What Lila needed now was consecrated ground. She stood up from the sofa intending to flee, but then suddenly they all wanted her: Diana, Wilkie, even Christopher Templeton. Everyone converged, said the dinner had been wonderful, astonishing, et cetera. She smiled and thanked them all effusively and walked out, running only when she heard the heavy front door close behind her. The outdoor chapel was in a little grove cut out of the forest down by the water. Its benches were split logs and the altar a stump still embedded in the ground; from time to time, family members were married or eulogized there. Lila stopped at the edge of the grove to catch her breath but also to make sure she was alone, since the chapel was also known to be a place for trysts.

She sat down on the bench farthest from the water. She had seen Jim watch her leave from his post across the room, but he would not come after her. He put too high a price on his own solitude to steal it from someone else. The real question was whether he had seen or heard, from across the room, the obscene thing that escaped from her there in front of the fire? Was some version of it visible on her face?

The words themselves were inconsequential. She had said I loved it about the silly wigwam out past Montauk when in fact she had been terrified of it, something Billy apparently already knew. If there was a thread of conspiracy in those words—or some sort of invitation in her tone—then could it not be argued, setting aside their recent history, that she had known Billy half her life? That he had loved her sister, and so had she? Was it not true, she asked the high tribunal of whichever gods presided here, that this same innocent dynamic—a loss they shared—was what had sent them down that other path in the first place? And that—whatever had happened between their bodies—she had nevertheless always kept him at the appropriate distance? Why would she now feel something she did not feel then, when it would have been so much easier to have been legitimately in love with Billy Quick? It made no sense.

And yet her voice had betrayed her. She had not used or felt anything like that tone, since that first night with Jim in Merion by the fountain. It was involuntary, a prosecuter might argue, which made it definitive. And in fact, she had taken the very existence of that sound, that tone, to be the first objective sign that she was in love. Had it lied to her this time? She had to ask, Lila told herself, because in this particular case, it was impossible for her to be in love with Billy Quick. It must be something else.





62


“The number seven,” Catta said.

There was confusion in their faces.

“You can’t be here after dawn,” Dale said. “And dawn comes quick this close to the solstice.”

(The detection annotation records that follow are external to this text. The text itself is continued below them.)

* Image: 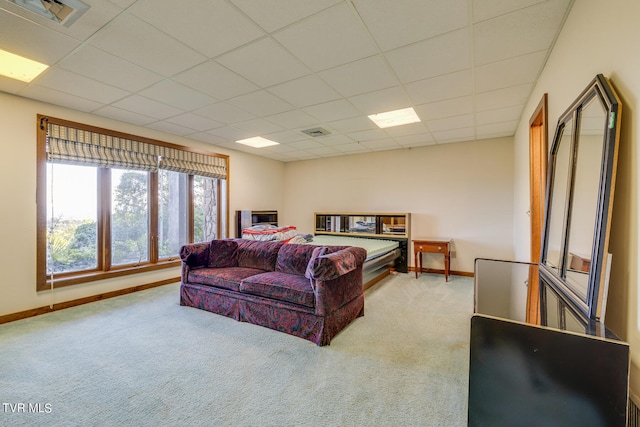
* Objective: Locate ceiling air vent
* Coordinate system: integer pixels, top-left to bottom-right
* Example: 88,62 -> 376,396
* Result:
302,128 -> 331,138
11,0 -> 89,27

“You start across the shallow path now,” Smock said.

Catta said he was eager to begin walking, just as soon as they helped him with this inconsequential thing: he wanted a tattoo of the number seven on his upper left arm. The men exploded.

“—stupid stupid stupid—”

“—anyone named Hillsinger—”

“—irreligious—”

“—unwholesome—”

“—bad luck—”

Catta laughed. He knew they didn’t want to do it, but he found himself not caring. He said he wished there was more time to explain, but the tide was filling in the path.

“It’s sacrilege,” Conrad said.

“Show me how and I’ll do it myself,” Catta said.

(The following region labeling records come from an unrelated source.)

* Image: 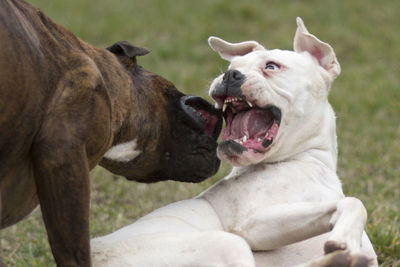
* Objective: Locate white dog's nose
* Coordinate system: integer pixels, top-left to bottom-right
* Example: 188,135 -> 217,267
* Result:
212,70 -> 246,97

Again the three men spoke all at once: “—ain’t so easy—”

“—risk of infection—”

“—unprofessional—”

“I’ll say I did it,” Catta said, “with squid ink and a fishing hook.”

Smock stood up and spat.

“Never seen a squid here this time of year,” he said.

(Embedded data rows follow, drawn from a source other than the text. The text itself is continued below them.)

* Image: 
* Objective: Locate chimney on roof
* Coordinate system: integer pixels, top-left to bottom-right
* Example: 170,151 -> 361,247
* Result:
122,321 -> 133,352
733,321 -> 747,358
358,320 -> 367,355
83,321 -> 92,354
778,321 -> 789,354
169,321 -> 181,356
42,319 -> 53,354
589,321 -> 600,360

Now Dale, too, looked at Catta in a harsh way that surprised him.

“Cyrus won’t like it if the boy’s on North after sunrise, much less when the barge comes,” Dale said, turning toward Catta. “That’s the rest of it, ain’t it?”

“If my name wasn’t Hillsinger, you would do it,” Catta said.

“If your name weren’t Hillsinger, we’d throw you into the sea,” Conrad said.

“Now we’re talking professional services,” Dale said, “and in that case we’ll need payment.”

“I don’t have any money,” Catta said.

“Need another canoe paddle.”

Catta wasn’t sure how he would get one, but at this stage he would have agreed to anything.

“Done.”

“Need a mess of birch bark.”

“Fine,” Catta said.

“Know how much a mess is, Hillsinger?”

“Yes.”

“Also need ten more cans of—”

“Nah,” Conrad said. “That’s stealing from Martha.”